Nenhuma suspeita da doença em humanos foi registrada em janeiro de 2011. Já para os cães, os dados do início do ano ainda não foram contabilizados pelo órgão porque muitos dos exames feitos gratuitamente pela Central de Zoonoses ainda não ficaram prontos.
Sacrifício
A recomendação do Ministério da Saúde para cães com diagnóstico positivo de leishmaniose é o sacrifício do animal para impedir que ele prolifere a doença. Porém, a Sociedade Protetora dos Animais do Distrito Federal (Proanima) é contra a eutanásia. Segundo a diretora-geral da Proanima, Simone Lima, a sorologia do GDF não é confiável e vários problemas já foram detectados, como troca de exames. Além disso, a diretora afirma que o foco da campanha contra a leishmaniose está equivocado. “O culpado não é o cão, é o mosquito, é ele que temos que eliminar”.

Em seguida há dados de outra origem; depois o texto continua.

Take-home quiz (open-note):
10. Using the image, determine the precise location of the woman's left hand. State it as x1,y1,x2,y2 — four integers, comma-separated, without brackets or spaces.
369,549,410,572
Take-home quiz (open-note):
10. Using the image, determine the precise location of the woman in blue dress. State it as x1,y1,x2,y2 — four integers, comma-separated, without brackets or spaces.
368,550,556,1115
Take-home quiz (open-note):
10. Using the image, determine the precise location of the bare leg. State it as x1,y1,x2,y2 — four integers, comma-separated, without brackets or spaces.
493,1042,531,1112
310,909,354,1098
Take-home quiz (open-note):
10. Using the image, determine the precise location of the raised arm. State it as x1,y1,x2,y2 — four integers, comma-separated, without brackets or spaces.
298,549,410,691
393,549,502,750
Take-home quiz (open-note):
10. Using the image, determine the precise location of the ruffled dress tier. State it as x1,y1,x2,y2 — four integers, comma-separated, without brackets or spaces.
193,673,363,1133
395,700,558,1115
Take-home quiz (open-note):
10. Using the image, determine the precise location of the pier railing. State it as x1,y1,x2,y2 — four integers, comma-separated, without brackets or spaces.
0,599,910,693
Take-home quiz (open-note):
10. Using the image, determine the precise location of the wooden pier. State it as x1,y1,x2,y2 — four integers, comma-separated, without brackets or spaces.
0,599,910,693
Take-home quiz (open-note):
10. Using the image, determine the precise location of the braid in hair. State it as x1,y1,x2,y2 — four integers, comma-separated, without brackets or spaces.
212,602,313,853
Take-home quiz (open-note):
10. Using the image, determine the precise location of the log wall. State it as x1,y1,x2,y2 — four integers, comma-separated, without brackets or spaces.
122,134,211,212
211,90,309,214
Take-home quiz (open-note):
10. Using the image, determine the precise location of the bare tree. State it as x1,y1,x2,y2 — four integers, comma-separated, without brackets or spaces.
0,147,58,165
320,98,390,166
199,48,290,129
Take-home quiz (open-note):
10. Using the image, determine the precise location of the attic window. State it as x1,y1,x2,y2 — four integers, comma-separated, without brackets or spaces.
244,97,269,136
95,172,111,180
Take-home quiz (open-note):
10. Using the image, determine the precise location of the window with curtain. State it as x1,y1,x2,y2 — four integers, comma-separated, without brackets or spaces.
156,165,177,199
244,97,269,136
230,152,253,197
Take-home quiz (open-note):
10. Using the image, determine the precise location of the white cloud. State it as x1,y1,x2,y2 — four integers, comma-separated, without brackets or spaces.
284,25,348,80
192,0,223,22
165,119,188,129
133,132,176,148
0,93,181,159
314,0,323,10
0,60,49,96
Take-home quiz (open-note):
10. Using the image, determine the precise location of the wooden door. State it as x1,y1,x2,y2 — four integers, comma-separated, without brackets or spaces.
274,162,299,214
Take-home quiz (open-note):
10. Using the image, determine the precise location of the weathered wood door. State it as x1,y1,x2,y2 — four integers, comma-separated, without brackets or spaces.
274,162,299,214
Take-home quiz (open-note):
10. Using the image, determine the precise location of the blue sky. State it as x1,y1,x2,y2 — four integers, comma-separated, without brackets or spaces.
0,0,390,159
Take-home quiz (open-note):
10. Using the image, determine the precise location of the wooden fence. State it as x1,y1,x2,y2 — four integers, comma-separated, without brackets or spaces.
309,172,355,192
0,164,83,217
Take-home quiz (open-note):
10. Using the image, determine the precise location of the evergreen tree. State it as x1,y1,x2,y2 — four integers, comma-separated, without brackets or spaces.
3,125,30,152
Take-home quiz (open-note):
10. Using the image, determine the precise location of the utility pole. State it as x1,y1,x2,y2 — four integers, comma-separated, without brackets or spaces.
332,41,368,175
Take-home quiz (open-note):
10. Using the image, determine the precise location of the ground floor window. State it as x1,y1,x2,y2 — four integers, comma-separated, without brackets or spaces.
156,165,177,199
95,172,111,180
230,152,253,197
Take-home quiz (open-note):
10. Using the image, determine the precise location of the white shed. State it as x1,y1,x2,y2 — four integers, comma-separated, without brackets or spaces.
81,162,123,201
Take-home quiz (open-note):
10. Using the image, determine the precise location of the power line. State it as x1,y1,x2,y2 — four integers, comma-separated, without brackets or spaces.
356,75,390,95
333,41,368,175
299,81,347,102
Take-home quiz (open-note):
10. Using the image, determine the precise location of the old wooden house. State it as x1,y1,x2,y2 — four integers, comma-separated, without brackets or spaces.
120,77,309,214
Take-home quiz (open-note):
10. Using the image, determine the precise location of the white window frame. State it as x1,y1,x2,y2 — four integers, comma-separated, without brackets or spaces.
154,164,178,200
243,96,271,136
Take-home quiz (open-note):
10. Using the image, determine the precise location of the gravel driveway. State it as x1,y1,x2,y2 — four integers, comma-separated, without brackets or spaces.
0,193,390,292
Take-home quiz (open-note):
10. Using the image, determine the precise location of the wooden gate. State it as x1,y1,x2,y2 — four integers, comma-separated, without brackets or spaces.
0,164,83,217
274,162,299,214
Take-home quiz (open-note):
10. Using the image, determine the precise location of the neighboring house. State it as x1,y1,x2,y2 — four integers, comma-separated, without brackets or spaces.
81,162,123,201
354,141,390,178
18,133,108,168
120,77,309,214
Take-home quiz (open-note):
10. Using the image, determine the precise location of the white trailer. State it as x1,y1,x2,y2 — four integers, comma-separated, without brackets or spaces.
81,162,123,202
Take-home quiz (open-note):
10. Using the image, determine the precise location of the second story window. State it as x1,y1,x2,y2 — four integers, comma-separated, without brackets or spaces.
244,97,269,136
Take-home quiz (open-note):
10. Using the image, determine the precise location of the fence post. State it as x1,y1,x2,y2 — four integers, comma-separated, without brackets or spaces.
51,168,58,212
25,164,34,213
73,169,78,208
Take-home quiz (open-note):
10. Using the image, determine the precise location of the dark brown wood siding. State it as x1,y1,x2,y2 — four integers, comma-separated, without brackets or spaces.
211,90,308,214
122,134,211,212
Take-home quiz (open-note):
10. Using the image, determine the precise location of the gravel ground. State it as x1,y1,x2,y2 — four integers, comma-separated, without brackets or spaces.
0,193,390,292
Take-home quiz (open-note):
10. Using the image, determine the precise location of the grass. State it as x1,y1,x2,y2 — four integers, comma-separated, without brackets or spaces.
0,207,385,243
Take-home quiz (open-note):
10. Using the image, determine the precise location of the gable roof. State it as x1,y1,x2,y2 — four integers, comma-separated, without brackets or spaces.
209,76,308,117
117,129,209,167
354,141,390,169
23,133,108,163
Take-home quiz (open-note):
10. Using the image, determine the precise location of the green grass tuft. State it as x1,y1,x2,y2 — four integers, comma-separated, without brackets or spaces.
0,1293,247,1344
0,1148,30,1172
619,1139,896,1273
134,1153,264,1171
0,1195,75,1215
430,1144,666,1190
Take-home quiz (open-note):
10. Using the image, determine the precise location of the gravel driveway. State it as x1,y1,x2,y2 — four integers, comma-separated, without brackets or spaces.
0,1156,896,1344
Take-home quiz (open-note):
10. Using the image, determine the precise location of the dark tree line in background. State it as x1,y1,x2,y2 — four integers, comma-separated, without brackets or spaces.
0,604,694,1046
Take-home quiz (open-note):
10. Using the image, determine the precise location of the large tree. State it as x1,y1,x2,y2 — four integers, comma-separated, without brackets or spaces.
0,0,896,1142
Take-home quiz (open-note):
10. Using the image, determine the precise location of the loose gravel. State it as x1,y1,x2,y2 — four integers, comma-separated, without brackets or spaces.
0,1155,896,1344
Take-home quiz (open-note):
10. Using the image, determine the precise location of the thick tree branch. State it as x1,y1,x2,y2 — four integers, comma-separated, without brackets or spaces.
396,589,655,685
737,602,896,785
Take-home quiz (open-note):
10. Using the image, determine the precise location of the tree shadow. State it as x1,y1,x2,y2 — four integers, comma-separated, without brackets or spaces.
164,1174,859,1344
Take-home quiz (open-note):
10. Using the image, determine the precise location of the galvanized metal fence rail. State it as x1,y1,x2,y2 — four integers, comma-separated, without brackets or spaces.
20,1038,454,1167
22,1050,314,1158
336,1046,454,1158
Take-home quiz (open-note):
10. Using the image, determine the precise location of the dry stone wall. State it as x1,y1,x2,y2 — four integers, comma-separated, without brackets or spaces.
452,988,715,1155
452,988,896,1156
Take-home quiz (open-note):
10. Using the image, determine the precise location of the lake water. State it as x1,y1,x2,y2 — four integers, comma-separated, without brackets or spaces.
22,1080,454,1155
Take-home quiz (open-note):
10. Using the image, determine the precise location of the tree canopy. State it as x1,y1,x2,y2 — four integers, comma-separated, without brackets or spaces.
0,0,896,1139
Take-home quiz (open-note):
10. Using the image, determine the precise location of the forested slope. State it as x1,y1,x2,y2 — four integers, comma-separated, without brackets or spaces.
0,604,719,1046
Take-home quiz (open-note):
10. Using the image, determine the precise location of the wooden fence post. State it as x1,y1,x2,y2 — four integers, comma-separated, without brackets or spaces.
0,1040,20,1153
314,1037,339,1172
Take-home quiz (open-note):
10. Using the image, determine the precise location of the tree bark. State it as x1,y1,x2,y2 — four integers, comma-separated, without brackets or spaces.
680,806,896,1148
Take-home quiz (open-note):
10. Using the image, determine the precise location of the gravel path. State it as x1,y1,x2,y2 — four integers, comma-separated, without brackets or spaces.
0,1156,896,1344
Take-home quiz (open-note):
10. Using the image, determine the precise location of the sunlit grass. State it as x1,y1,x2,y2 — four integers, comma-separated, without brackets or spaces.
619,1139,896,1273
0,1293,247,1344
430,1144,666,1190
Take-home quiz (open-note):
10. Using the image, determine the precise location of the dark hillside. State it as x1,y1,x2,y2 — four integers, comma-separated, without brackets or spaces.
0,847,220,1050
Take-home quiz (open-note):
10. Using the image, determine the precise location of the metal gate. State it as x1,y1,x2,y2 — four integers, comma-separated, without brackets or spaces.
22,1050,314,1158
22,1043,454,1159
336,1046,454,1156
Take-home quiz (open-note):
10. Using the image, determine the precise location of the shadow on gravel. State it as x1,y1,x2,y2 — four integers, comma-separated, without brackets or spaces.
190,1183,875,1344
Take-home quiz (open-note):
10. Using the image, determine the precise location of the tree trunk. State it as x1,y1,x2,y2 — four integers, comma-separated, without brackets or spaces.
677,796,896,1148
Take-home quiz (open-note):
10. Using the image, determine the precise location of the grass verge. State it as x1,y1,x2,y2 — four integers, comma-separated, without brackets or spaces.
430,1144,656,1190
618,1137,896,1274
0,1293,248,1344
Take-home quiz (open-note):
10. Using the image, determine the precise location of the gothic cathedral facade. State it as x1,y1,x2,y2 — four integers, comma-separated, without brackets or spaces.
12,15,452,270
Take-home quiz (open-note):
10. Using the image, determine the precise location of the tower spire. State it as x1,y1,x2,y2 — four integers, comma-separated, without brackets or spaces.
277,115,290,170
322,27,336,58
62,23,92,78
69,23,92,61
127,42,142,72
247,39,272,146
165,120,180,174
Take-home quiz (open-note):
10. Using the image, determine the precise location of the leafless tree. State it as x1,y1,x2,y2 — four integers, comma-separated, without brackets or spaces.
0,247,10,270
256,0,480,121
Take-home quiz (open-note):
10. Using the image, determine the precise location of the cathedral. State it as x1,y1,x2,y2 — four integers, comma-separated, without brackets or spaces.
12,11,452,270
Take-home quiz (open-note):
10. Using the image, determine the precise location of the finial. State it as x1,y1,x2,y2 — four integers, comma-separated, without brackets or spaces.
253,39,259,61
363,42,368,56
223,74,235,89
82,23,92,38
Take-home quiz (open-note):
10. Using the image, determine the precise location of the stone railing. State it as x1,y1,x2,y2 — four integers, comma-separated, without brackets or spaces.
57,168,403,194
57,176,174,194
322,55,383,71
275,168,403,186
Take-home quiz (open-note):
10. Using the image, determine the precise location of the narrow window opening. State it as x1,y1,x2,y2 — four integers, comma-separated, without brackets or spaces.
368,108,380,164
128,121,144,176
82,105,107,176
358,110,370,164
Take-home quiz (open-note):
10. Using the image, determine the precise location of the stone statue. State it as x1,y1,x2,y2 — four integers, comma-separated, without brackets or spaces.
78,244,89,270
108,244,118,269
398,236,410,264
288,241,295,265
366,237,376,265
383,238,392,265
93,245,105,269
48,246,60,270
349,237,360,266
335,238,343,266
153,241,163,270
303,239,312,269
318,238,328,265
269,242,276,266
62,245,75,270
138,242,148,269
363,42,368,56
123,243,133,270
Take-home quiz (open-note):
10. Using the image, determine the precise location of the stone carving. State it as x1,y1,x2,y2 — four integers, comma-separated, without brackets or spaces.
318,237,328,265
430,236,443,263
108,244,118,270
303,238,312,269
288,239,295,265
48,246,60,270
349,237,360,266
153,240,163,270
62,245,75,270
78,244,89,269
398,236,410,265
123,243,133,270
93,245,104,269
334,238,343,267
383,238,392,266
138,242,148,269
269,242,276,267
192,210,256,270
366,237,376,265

Em portaria, o Ministério da Saúde explicou que os tratamentos e vacinas caninas não são indicados pelo temor da criação de um protozoário mais resistente aos poucos medicamentos disponíveis para o tratamento da doença em humanos. Além disso, o gerente de controle de zoonoses, Rodrigo Menna, explica que a vacina pode atrapalhar o resultado do exame. O uso, porém, não é proibido. “Elas servem para proteger o cão, mas não para o controle da leishmaniose, porque não é 100% de eficácia”, explica Menna. A vacina custa de R$ 90 a R$ 120 e deve ser aplicada após o quinto mês de vida do animal.
Atrativo
A galinha não é animal hospedeiro do protozoário como o cão, mas locais com as aves se tornam atrativos ao mosquito-palha por causa dos restos de comida e sujeira comuns em galinheiros.
Infecção preocupa
A leishmaniose é uma doença não contagiosa causada pelo protozoário Leishmania, que invade e se reproduz dentro das células do sistema imunológico da pessoa infectada. A doença pode se manifestar de duas formas: tegumentar ou cutânea e visceral ou calazar. A primeira é caracterizada por lesões na pele e pode afetar nariz, boca e garganta. A transmissão se dá por meio do mosquito felobomíneo, que se alimenta de sangue. Por serem muito pequenos, os insetos são capazes de atravessar mosquiteiros e telas. São encontrados em locais úmidos, escuros e com muitas plantas. O mosquito é o vetor e animais como cães e ratos podem ser os hospedeiros dos protozoários. Os sintomas variam de acordo com o tipo da leishmaniose, que deve ser tratada com o uso de medicamentos. Se não for devidamente acompanhada, a doença pode levar à morte.